Hemos comenzado por la simetría como condición de la tolerancia porque si no se da esta simetría entre tolerante y tolerado, o anfitrión y huésped (y, en consecuencia, al darse se convierte cada uno en su recíproco, tolerado y tolerante) no se da un acto de tolerancia en absoluto. Si no se cumple la condición de visibilidad, puede seguir hablándose no obstante de un acto de tolerancia aunque, a efectos políticos, defectuoso en parte, pero válido a fin de cuentas, y no pone en peligro el armazón democrático. Pero si no hay simetría sencillamente no hay tolerancia.

Y ello da lugar a una amplísima colección de disfunciones e incongruencias. Agravadas por el hecho de que convivimos con ellas desde muy antiguo, y eso lleva a muchos afrontarlas de dos modos: o las aceptan como si no fueran tan graves y miran para otro lado, o las subrayan con colores chillones y las utilizan para predicar la imperfección de las democracias y su necesidad de aprender de los valores (no democráticos) que se ponen a la luz. ¿De qué modo las sociedades occidentales democráticas digieren la posibilidad de que ciertas niñas de 13 o 14 años sean dadas en matrimonio público y celebrado, como hacen ciertas culturas o subculturas o etnias o simplemente comunidades, mientras por otro lado condena y no con términos de relatividad, sino de valores absolutos (es decir, que deberían afectar también al otro caso) la pederastia, y no digamos la venta aunque sea encubierta o camuflada de seres humanos, o el tráfico de los mismos, o su uso como objeto mercantil?

Eso es consecuencia de una tolerancia no simétrica. Que se debe a la ignorancia política y a la defectuosa formación de los gestores y administradores, que les impide tanto entender que la tolerancia no es una mera oración a la diosa Isis, sino que consta de acciones y actos, y además que hay ciertos valores de los que no es posible abjurar, y que de hecho así proclaman ellos mismos en general, aunque parece que se olvidan cuando se trata de alguna ocasión particular en la que las expectativas electorales o ese simple caer bien en ciertos medios publicitarios se imponen, por ejemplo para poder vender lo tolerantes que son, y hasta lo solidarios que son, como veremos en El principio de solidaridad.

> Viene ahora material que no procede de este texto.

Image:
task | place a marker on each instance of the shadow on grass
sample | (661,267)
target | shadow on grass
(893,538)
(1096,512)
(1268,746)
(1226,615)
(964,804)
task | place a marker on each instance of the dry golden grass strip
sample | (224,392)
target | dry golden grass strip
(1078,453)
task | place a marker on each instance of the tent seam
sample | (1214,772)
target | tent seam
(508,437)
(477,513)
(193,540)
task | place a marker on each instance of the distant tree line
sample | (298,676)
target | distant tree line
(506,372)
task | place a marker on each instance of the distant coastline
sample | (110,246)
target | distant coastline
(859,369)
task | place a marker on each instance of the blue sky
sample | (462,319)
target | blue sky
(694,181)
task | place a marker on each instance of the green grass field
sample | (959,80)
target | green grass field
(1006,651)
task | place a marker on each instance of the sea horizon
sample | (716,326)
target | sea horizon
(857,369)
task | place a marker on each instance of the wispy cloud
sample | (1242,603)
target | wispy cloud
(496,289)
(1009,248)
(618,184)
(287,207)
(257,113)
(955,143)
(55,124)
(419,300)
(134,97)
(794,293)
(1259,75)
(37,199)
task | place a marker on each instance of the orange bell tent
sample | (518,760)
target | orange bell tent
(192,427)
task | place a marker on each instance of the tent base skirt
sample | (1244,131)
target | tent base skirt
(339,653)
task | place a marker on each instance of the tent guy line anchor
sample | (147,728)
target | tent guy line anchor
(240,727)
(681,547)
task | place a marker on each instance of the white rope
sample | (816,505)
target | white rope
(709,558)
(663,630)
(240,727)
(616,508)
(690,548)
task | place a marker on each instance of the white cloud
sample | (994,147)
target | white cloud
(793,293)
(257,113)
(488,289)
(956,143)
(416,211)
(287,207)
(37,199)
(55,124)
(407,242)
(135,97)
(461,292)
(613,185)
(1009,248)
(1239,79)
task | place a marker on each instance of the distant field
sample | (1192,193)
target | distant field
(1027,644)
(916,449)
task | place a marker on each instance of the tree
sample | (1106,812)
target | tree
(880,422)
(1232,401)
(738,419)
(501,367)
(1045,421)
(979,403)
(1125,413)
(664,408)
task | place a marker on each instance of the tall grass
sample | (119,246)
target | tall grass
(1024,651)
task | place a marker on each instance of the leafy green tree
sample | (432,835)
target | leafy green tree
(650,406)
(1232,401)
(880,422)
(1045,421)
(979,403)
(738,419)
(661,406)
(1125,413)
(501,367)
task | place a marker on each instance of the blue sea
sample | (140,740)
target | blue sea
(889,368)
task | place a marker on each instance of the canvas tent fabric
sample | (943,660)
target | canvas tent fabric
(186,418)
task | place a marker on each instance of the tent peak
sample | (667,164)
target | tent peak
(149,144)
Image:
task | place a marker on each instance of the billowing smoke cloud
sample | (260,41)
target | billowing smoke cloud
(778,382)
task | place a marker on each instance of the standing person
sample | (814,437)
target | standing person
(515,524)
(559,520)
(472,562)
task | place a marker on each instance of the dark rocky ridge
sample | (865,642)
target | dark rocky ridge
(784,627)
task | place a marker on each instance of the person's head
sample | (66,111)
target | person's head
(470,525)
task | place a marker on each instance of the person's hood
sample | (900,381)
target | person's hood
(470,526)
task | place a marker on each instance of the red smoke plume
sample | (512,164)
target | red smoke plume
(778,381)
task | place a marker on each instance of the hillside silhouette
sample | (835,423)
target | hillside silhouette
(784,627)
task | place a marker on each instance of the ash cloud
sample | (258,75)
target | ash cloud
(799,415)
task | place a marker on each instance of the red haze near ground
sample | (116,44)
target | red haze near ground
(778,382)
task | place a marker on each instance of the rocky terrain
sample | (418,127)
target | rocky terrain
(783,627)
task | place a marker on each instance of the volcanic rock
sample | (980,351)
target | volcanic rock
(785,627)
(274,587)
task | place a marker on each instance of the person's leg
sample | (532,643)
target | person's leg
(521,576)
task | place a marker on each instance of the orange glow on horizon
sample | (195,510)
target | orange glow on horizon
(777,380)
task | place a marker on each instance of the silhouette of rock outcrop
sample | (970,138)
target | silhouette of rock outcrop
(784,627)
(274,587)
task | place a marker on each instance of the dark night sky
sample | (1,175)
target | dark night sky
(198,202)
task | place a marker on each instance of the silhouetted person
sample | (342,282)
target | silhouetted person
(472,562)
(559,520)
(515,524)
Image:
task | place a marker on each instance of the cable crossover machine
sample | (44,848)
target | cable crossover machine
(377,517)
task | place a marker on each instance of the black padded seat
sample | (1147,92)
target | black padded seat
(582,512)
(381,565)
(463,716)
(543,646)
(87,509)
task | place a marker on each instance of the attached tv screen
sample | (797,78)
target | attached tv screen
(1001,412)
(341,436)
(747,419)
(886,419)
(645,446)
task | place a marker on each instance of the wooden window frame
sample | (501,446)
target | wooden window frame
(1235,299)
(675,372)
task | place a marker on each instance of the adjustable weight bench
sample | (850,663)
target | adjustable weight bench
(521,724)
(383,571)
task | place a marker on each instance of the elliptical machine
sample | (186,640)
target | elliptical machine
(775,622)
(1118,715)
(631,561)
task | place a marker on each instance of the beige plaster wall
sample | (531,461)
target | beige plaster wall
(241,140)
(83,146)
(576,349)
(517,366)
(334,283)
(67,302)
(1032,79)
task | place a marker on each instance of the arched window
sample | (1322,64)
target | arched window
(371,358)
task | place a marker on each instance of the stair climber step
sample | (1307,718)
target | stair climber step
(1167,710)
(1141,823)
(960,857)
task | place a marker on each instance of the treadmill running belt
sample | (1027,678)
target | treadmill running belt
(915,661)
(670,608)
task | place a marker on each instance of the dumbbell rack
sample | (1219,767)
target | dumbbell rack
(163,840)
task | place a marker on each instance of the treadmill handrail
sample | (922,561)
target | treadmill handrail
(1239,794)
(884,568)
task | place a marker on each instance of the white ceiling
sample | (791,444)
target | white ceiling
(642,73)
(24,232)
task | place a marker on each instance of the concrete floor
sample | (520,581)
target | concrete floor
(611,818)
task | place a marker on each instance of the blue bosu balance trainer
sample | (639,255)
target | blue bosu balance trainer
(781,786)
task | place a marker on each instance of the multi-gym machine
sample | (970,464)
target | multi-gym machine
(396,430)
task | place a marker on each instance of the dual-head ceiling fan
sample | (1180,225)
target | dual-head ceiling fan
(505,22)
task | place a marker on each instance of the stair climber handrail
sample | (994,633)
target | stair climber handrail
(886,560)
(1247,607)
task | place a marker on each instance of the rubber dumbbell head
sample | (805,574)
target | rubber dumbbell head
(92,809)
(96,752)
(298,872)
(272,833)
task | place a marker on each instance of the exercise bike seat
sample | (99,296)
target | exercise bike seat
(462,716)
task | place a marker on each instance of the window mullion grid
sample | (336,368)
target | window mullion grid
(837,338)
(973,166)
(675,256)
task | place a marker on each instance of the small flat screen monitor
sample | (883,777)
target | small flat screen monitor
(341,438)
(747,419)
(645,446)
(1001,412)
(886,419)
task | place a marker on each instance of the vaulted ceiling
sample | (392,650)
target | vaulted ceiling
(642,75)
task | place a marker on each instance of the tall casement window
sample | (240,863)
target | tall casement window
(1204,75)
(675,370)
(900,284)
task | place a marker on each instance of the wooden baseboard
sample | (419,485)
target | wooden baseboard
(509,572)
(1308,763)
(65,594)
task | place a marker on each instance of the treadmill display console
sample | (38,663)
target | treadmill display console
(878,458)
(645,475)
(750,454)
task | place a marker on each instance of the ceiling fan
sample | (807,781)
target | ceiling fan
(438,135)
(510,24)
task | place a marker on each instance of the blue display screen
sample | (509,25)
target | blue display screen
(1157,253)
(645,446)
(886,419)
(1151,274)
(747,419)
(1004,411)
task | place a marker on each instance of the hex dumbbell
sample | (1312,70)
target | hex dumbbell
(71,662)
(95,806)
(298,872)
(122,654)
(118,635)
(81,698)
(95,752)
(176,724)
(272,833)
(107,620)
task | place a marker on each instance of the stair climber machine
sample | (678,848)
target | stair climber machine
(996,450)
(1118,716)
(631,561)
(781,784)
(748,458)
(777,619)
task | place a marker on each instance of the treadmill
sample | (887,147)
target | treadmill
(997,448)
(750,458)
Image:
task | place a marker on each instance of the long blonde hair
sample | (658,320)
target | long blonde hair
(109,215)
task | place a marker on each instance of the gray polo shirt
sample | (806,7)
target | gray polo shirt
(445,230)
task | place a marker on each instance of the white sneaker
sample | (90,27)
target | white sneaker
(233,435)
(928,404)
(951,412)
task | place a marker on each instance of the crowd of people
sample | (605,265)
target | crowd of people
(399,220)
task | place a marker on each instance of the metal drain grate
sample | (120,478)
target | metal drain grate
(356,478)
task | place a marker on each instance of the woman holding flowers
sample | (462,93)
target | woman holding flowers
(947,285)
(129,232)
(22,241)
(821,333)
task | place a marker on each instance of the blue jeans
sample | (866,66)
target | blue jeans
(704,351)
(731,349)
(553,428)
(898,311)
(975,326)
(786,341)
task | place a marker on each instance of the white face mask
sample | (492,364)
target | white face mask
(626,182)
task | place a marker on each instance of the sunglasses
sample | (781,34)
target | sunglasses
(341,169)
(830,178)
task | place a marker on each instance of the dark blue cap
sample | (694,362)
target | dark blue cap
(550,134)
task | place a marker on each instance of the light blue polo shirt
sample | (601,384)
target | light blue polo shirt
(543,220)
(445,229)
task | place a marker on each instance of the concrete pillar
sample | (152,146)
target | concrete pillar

Obsérvese que la defectuosa acción previa al también defectuoso acto de tolerancia acaba de establecer una especie de jerarquía, torpe y equivocada, pero eficaz y muy operativa, que trae una cadena de errores casi sin fin a sus espaldas. Seguimos con la ilustración anterior: entre el valor de la protección a la infancia -que incluye, por ejemplo, el establecimiento de una mayoría de edad para poder casarse- y el valor de la tolerancia, a menudo se opta (pero ficticiamente) por este segundo: que hagan lo que quieran, lo que sus costumbres les dicten, lo que ellos mismos elijan, nosotros somos muy tolerantes, pero que muy tolerantes, parecen decir, y a veces dicen literalmente, las autoridades. En efecto, habrán «quedado bien» ante ciertos grupitos de presión, pero desde luego han colaborado de modo impagable con la erosión de la sociedad democrática.

 

Fraude de valor

Entendamos con la mayor precisión posible estas palabras: no nosotros, ni estas páginas, hemos decidido que la democracia tiene como pilar fundamental la protección de la infancia y todo lo que esto implica, entre otras cosas la prohibición de concertar matrimonios y menos todavía por debajo de cierta edad; y además no se trata de un dilema entre tolerancia y eso, sino un dilema entre tolerancia (que por definición tiene que ser simétrica) y un valor ficticio que se presenta con ese mismo nombre, pero que consiste en lo que podríamos llamar, inspirándonos en lo jurídico, fraude de valor:

Utilizan el nombre de un valor de la democracia para conducirse antidemocráticamente.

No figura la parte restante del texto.